Digression: I have been a crank about maintaining that the phrase jumps the shark properly is experiential rather than objective: it refers to the moment when the regular viewer of Happy Days, knowing that the show stinks but hoping beyond hope that it is a temporary slump, finally gives up all hope that the show will ever be any good again. When viewed that way, it’s an interesting phenomenon, applicable in lots of conversations to lots of things. When did you give up on Piers Anthony? And were the first books actually funny or were you just twelve years old? Was the moment of giving up poignant or a relief? Are you the sort of person that gives up easily or the sort that holds on, grimly sitting through book or movie or concert because you owe the artist another chance? I watched through the end of Northern Exposure, even though I didn’t enjoy the last season much at all, largely because I knew it was the last season, and it seemed the least I could do. But that’s me, and my experience, and people are different one to another, which makes the world interesting and fun. I would much rather hear somebody tell me what it was like to have Cheers (f’r’ex) jump the shark for that person than argue about when the show jumped the shark in some objective sense. End digression.
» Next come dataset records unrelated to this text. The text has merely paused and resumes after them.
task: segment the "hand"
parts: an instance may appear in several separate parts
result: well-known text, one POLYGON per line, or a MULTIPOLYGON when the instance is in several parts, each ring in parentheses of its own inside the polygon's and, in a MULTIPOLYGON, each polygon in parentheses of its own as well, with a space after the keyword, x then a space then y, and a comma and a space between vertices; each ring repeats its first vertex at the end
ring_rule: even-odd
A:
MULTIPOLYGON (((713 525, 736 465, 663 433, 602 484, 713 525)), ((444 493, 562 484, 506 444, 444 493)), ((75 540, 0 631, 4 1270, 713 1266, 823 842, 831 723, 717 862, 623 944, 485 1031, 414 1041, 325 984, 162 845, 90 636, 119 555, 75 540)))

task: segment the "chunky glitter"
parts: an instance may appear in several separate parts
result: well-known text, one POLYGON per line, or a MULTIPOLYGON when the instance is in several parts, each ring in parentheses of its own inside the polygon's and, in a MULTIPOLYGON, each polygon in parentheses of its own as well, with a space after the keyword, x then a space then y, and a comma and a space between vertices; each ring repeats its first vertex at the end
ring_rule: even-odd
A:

The fourth book is Empire of Ivory, and it showed up on the paperback shelf at the library, and I checked it out with some misgivings. And then I loved it. Lots of action, lots of interaction of interesting characters, just the right leavening of historical incident and just the right leavening of non-historical silliness. The plot had a decent amount of suspense, although of course nobody believed that all the dragons were going to die. Still, the author could have killed off more dragons than she did, or less, so there was that, and there was legitimate suspense about the shift in the war that came along with the dragon plague. For some reason, the progress of the Napoleonic War in Europe in the last book bored me; the desperate attempt to keep the French from finding out the weak defenses of the English was exciting. I assume it was something to do with the writing, but I couldn’t tell you what.
All I can tell you is that I am once more eager to read the next book in the series. Although still a bit apprehensive, because it would really be heartbreaking if the next one stunk.